14 thoughts on “Endicott puts the kids to bed, Endicott reads a book to them”

  1. Rosemary Sutcliff!!!! *runs off to do some research on titles*


  2. With regards to the medical professionals and the difficulty of impressing upon them the validity of your health concerns, I recommend a health journal. When you have a repeating health issue, note the dates and times and sum up right before your appointment. “I had 48 incidents of narcolepsy since I last saw you. This seems a rather lot, can we address this?” You can use same journal to record their response. (Or lack of!) See if this is helpful, at the very least, if you are tired of telling them and being ignored, you can open the journal and point. Or bring flashcards! Thank you for letting us know about reprints of classic literature.

  3. You could take up sexy dancing as your wicked hobby.

    Maybe you could even go as far as the waltz!

    I recall church youth groups warning us against dancing so it must be really something.

  4. I hear you about the health thing. It is really tiring to go through the history of my bad eye, down through the multudinous years…. but it pays off if you keep up being a Nudge.

    I remember grabbing a copy of the reprint of A NIGHT IN THE LONESOME OCTOBER last fall, when y’all pointed it out. There are other titles? Hmn. Bad for my budget… 🙂

  5. I know what you mean about the health issue thing! My recent emergency surgery was because I’d recently been complaining to any doc who’d listen about frightening bouts of regurgitating a dinner eaten sometimes five hours before bedtime! When it started happening every night for two weeks and there was a threat of aspirating the fluid it still took several calls by myself and my general physician’s staff person calling another couple of times for the weight loss surgeon’s staff to get the surgeon to pay attention. From that to surgery in less than fifteen minutes notice just felt surreal. Now I’m dealing with an infected seroma where the port used to sit right over my ribs. Hurts like the dickens and still fairly swollen but now everyone is snapping to. Go figure, huh? I don’t wish this kinda silliness on anyone else.

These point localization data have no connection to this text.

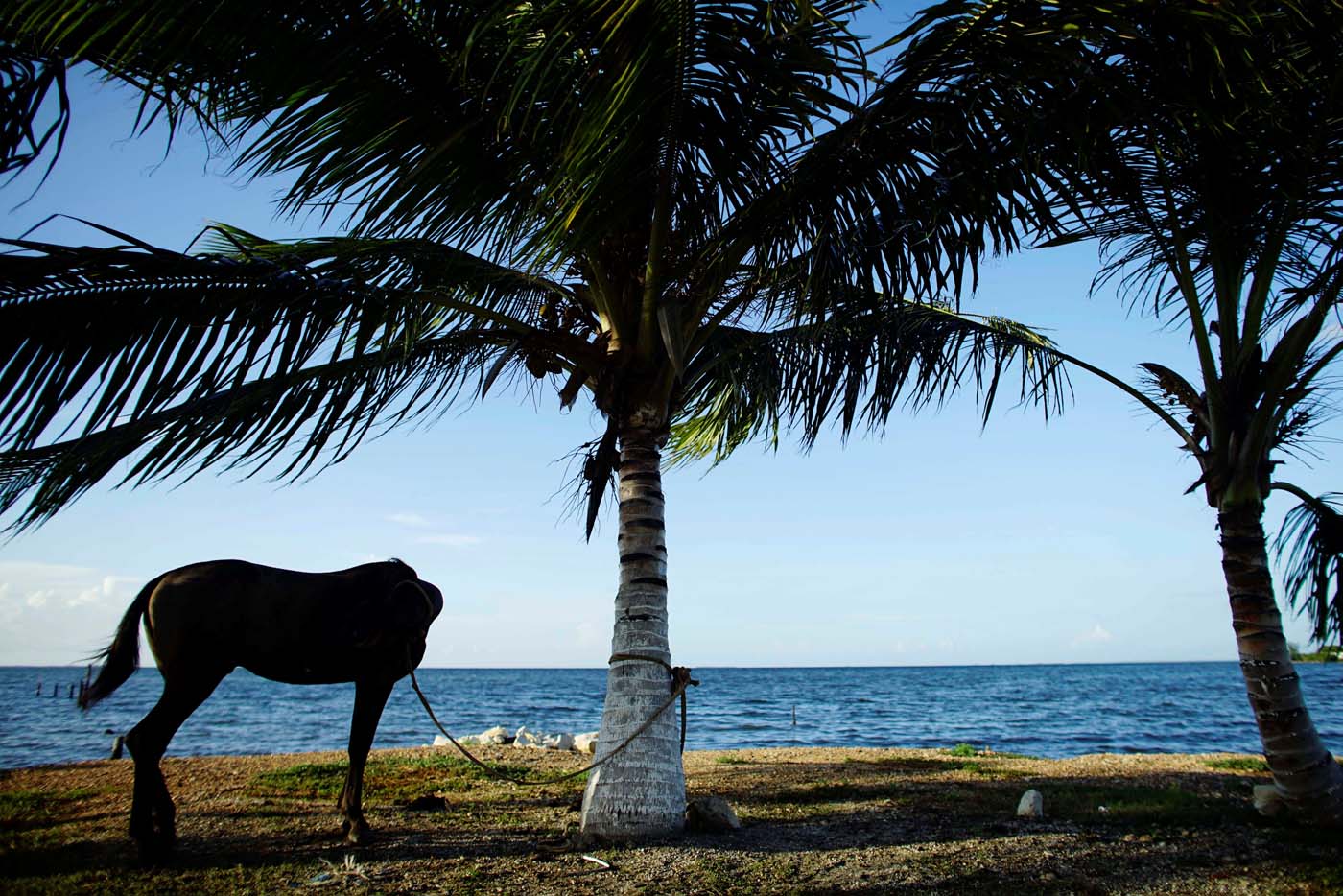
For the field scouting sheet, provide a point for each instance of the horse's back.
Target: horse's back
(279, 624)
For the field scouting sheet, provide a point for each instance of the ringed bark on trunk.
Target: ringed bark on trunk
(641, 792)
(1307, 775)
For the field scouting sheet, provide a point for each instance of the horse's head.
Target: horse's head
(413, 602)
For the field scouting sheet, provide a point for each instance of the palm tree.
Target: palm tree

  6. Of all the superlative Zelazny out there, A Night in the Lonesome October is my favorite! Any my copy too is starting to fall apart at the spine and try to lose pages. Thanks for the heads up!

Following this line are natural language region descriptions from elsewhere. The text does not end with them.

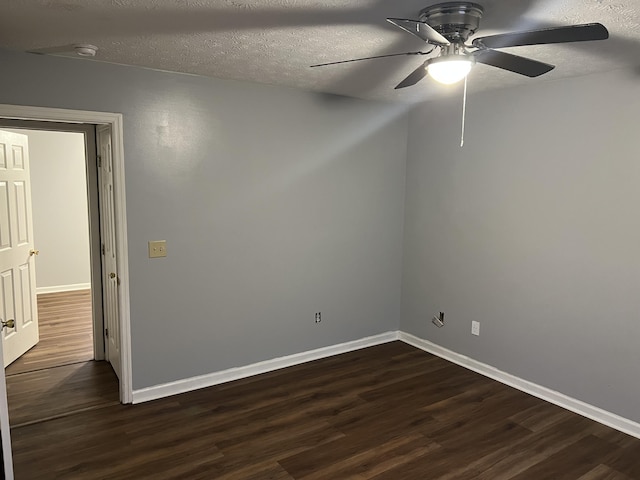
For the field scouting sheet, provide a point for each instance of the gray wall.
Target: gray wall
(59, 204)
(274, 203)
(532, 229)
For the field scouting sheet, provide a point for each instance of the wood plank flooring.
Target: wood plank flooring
(389, 412)
(52, 392)
(66, 332)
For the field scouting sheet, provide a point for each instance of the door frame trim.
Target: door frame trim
(115, 120)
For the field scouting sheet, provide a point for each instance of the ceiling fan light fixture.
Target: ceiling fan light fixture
(449, 70)
(85, 50)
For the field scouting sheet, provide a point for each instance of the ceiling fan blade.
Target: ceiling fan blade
(420, 30)
(573, 33)
(371, 58)
(513, 63)
(414, 77)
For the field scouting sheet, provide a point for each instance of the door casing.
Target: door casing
(81, 120)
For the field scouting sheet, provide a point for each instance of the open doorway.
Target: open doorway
(58, 375)
(62, 264)
(116, 312)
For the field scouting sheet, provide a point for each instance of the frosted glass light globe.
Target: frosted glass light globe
(449, 71)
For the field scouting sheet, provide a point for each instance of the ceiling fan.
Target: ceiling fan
(447, 27)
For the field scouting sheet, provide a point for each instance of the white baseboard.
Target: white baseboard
(63, 288)
(577, 406)
(215, 378)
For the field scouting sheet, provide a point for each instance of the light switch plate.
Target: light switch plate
(157, 249)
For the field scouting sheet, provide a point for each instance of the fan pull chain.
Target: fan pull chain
(464, 111)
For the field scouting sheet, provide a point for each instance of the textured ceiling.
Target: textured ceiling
(275, 41)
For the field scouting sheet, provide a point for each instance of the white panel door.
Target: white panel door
(17, 261)
(110, 279)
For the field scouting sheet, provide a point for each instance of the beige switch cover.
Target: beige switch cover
(158, 248)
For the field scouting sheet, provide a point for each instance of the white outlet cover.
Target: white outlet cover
(475, 327)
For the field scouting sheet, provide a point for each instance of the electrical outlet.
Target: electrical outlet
(475, 327)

  7. Unfortunately, one needs to be or have a medical advocate. Stern words when they do not listen, usually gets them to at least sit up and take notice. I learned that the hard way, helping my Dad navigate through his timeline.

  8. Very true on the need to advocate. Finally got correct diagnosis entered into Doctor’s notes on Wednesday, migraine with aura (they had without aura for 10 years and I told them to change it each year). Doesn’t help that I loathe the medical profession, in general. Good luck!

  9. spent all of my adult life religiously going to semi-annual physicals. Somehow, someone happened to miss my thyroid cancer, which is now stage 4. Now taking chemo drugs that make me Very Sleepy. Don’t know how long I’ll last, but I sure hope to read several as yet unpublished books before I go. Hang in there, Sharon!

  10. Rosemary Sutcliff AND Mary Stuart!!!! Running to add to my wish lists! I am missing about 2 of the MS, and most of the RS titles in my personal library. So. Not. Good. Now I can correct this horrible deficiency!

    Thanks Sharon!


  11. Now taking chemo drugs that make me Very Sleepy.

    I imagine they do.

    Also — holy crap.

    Hang in there, yourself.

  12. A journal’s a good idea — not the least because it will force me to pay attention to what’s going on. I spend a lot of my time. . .elsewhere. . .and don’t always pay close attention to the so-called real world.

  13. There’s a recording out there of Zelazny (I believe) reading A Night in the Lonesome October — very long (thus, multiple tapes in old media) but great if you don’t have a resident reading aloud partner. Don’t know how available it is, but worth a listen as fall moves in.

    Health, and finally finding that book one is reading in one’s dreams, to all.